I'm looking at preconfigured units, starting with Frys (so disillusioned with them recently) and then Best Buy (less disillusioned, but I hate the crap they install on computers), and primarily SSD comes on gaming beasts, which I don't require. I'm expecting an SSD drive to take a $500-$600 computer up by about $300 all considered.

What other vendors are good places to look for *non* power desktop PCs with SSD options? I really really don't want to build it myself or install SSD into a configured PC I get that comes with no software discs. I just decided that this laptop was the last non-SSD device I should buy (ha! When I look at the next SSD Macbook prices I will revisit that, but it seemed a fair call at the time).

I think my desktop monitor has been with me for 12 years. 20 or 21 inch LCD, expensive as fuck when I bought it, apart from the tinny audio, not one reason to replace it, but since it's not my primary monitor, that Viewsonic keeps on keeping on, while budget PCs die or become obsolete behind it.

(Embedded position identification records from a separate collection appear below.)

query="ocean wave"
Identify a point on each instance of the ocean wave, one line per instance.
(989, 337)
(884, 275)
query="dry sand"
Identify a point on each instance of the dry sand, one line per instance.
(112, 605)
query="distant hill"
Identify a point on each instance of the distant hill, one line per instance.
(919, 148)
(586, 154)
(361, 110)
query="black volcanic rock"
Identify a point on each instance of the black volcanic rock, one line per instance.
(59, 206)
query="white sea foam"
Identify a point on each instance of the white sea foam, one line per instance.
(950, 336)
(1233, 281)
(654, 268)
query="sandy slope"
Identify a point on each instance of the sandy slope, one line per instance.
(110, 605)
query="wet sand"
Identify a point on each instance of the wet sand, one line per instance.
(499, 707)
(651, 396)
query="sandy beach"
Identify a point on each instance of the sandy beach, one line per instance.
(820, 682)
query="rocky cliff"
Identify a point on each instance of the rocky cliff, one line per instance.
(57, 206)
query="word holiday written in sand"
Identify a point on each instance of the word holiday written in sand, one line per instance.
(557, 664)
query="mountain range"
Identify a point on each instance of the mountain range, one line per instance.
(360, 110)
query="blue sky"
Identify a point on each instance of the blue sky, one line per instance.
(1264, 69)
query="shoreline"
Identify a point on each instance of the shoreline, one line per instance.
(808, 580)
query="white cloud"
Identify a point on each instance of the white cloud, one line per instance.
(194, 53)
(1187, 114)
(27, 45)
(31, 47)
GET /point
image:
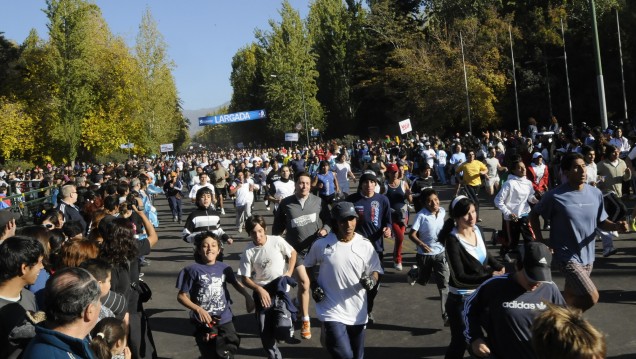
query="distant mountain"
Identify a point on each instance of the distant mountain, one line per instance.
(193, 116)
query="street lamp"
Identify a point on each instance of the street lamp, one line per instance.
(302, 94)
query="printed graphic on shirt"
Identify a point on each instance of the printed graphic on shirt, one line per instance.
(303, 220)
(211, 293)
(523, 305)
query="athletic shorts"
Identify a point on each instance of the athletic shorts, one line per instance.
(577, 278)
(492, 181)
(222, 191)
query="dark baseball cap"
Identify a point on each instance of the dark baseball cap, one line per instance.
(343, 210)
(536, 262)
(6, 216)
(369, 175)
(392, 167)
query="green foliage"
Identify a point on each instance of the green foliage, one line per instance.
(289, 74)
(16, 129)
(336, 34)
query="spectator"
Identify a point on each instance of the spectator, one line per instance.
(122, 250)
(219, 176)
(7, 224)
(563, 333)
(68, 208)
(514, 200)
(472, 171)
(113, 304)
(172, 189)
(20, 265)
(109, 340)
(72, 310)
(614, 172)
(280, 185)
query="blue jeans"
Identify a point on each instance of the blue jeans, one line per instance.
(454, 308)
(344, 341)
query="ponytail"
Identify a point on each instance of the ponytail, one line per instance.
(100, 347)
(444, 233)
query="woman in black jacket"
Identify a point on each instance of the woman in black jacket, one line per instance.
(469, 263)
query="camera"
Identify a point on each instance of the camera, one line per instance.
(131, 200)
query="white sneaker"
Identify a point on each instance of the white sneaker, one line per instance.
(609, 252)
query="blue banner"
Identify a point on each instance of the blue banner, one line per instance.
(232, 117)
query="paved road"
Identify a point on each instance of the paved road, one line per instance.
(408, 323)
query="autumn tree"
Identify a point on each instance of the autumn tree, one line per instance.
(158, 119)
(71, 66)
(289, 74)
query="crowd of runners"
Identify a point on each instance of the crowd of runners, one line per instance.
(71, 283)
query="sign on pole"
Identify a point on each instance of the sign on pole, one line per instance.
(166, 147)
(291, 137)
(232, 117)
(405, 126)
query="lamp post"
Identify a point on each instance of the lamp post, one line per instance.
(567, 74)
(302, 94)
(599, 69)
(620, 53)
(514, 77)
(470, 122)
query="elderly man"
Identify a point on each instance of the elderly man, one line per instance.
(68, 208)
(71, 313)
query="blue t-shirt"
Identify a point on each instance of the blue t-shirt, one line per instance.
(206, 285)
(574, 216)
(374, 214)
(428, 227)
(329, 185)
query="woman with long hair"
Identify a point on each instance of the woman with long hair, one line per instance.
(122, 250)
(469, 263)
(399, 194)
(326, 183)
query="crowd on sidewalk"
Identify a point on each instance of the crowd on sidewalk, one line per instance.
(87, 245)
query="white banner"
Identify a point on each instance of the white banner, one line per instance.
(166, 147)
(405, 126)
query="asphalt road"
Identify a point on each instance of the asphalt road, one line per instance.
(408, 323)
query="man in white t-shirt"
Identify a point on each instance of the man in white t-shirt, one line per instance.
(203, 182)
(349, 267)
(264, 260)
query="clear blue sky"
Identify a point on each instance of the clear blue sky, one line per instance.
(202, 35)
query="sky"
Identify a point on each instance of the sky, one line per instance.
(202, 35)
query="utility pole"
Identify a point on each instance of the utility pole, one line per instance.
(600, 84)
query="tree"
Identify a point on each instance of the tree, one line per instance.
(16, 130)
(159, 114)
(337, 37)
(72, 51)
(289, 74)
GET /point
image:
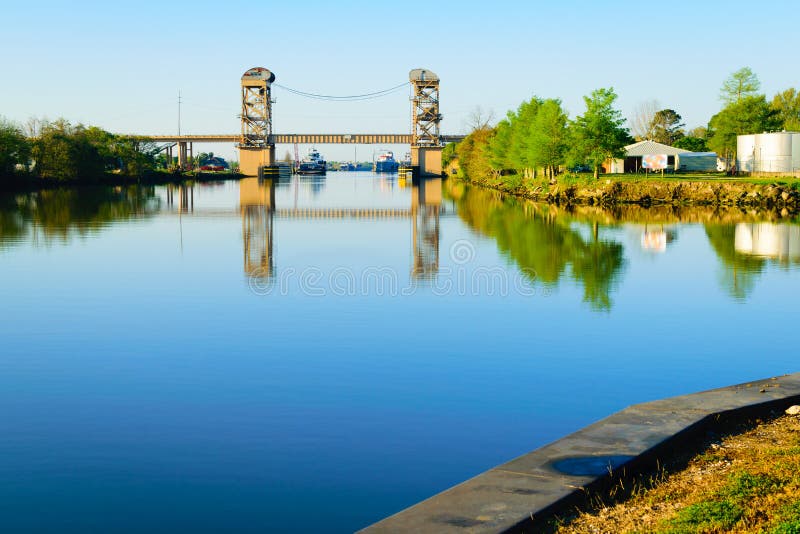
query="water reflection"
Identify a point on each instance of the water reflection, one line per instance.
(257, 203)
(426, 203)
(657, 239)
(258, 208)
(745, 249)
(543, 242)
(41, 216)
(547, 243)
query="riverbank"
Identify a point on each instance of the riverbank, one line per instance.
(608, 459)
(25, 184)
(748, 481)
(781, 195)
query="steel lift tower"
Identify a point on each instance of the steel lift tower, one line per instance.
(256, 146)
(426, 142)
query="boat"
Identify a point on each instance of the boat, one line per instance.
(314, 163)
(386, 162)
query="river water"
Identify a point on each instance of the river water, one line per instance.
(317, 353)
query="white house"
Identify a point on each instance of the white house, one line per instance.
(633, 156)
(769, 153)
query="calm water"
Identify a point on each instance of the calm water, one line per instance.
(316, 354)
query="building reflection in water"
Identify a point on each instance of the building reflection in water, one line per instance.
(768, 240)
(257, 203)
(657, 239)
(426, 202)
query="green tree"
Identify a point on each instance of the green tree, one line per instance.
(133, 155)
(666, 127)
(598, 134)
(448, 153)
(15, 148)
(787, 105)
(741, 84)
(472, 153)
(519, 149)
(65, 152)
(499, 144)
(548, 136)
(695, 144)
(751, 114)
(698, 131)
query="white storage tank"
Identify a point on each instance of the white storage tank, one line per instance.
(773, 153)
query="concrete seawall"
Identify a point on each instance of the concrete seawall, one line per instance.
(521, 494)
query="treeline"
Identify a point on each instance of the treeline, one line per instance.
(539, 138)
(60, 151)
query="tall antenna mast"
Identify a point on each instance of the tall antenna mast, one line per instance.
(179, 111)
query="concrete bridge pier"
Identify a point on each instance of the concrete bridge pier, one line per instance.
(426, 160)
(253, 158)
(185, 155)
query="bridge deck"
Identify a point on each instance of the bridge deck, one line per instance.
(309, 139)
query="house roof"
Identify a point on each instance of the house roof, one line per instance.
(646, 148)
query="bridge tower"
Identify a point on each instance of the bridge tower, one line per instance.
(426, 143)
(256, 146)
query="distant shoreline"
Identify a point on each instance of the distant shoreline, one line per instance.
(779, 194)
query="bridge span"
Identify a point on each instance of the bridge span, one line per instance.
(307, 139)
(256, 143)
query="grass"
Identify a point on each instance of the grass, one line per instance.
(748, 482)
(719, 177)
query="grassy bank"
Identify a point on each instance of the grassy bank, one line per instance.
(745, 482)
(779, 194)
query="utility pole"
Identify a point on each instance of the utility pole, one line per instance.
(179, 111)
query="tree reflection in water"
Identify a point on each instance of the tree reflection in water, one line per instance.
(63, 213)
(542, 243)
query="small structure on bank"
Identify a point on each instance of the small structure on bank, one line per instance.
(769, 154)
(632, 162)
(657, 156)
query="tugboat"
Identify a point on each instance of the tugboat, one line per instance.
(314, 163)
(386, 162)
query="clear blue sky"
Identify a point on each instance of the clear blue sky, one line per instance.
(120, 65)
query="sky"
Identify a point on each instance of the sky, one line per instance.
(120, 66)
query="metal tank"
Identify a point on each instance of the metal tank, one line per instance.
(775, 152)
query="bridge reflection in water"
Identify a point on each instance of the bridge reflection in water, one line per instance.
(258, 210)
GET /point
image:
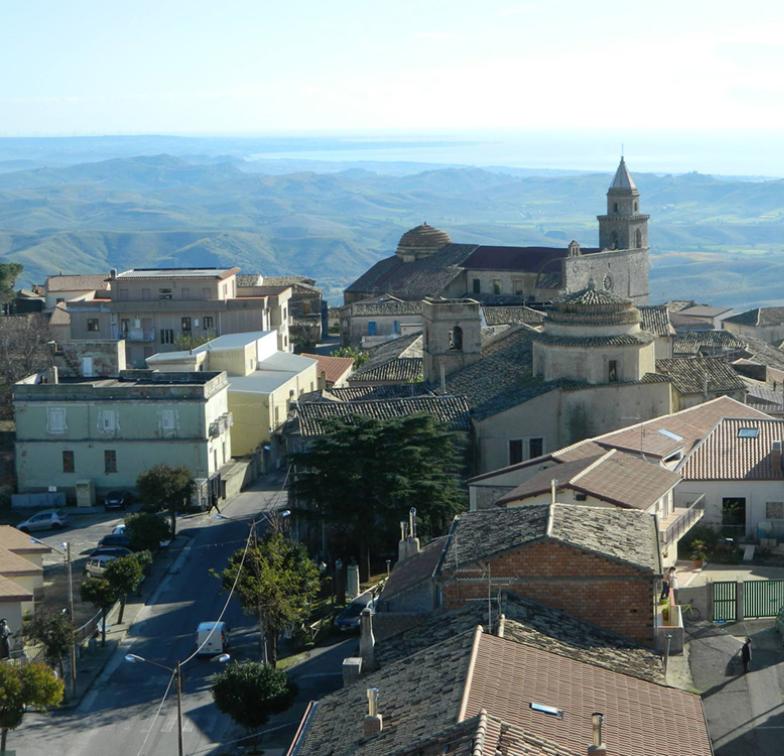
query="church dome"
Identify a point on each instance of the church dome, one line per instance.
(421, 241)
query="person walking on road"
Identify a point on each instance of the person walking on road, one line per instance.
(745, 655)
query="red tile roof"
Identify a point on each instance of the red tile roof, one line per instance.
(334, 368)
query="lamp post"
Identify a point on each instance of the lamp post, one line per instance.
(177, 672)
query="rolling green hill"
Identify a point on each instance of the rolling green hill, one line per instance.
(714, 239)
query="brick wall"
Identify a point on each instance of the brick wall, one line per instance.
(605, 593)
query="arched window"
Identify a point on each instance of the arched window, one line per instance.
(456, 339)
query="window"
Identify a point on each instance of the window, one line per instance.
(535, 447)
(774, 510)
(55, 420)
(456, 339)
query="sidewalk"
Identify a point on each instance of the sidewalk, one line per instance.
(745, 713)
(93, 656)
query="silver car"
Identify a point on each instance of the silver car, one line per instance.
(47, 520)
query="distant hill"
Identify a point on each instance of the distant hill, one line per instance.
(714, 239)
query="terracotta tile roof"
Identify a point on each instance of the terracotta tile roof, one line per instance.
(21, 543)
(414, 570)
(655, 319)
(450, 410)
(623, 535)
(475, 691)
(605, 477)
(11, 591)
(668, 434)
(641, 718)
(334, 368)
(79, 282)
(12, 564)
(511, 315)
(529, 622)
(727, 454)
(692, 376)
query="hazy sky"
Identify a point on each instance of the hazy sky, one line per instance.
(195, 66)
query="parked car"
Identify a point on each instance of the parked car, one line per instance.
(348, 619)
(44, 521)
(115, 539)
(118, 551)
(96, 565)
(116, 500)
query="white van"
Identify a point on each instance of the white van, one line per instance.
(214, 636)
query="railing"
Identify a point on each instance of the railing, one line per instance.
(690, 514)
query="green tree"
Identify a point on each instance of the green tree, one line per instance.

Jessica - Sep 15, 2013 9:44:12 am PDT #23022 of 25496
And then Ortus came and said "It's Ortin' time" and they all Orted off into the sunset

So, after spending $250 at Weaknees, the Tivo is still periodically crashing to the grey screen of death at random intervals. It's working right now, but who knows how long that will last.

(When I emailed Weaknees customer service to complain that they had, essentially, charged me $250 plus shipping to return the Tivo to me in exactly the same semi-broken condition as before, they responded with an incredibly snotty email to the effect that it wasn't their fault the unit they'd just repaired twice wasn't working, and if I want them to diagnose anything else it would cost another $99, and anyway, I didn't pack it very well when I shipped it to them. So I'm done with them, because they are assholes.)

The one potentially useful suggestion they had was for me to get a UPS, instead of just a surge protector. The price range I'm seeing is about $40 on the low end into the hundreds of dollars. I'm guessing that for my purposes, the low-end models will do just fine for me - any reason I should spend more? Any specific features I should look for?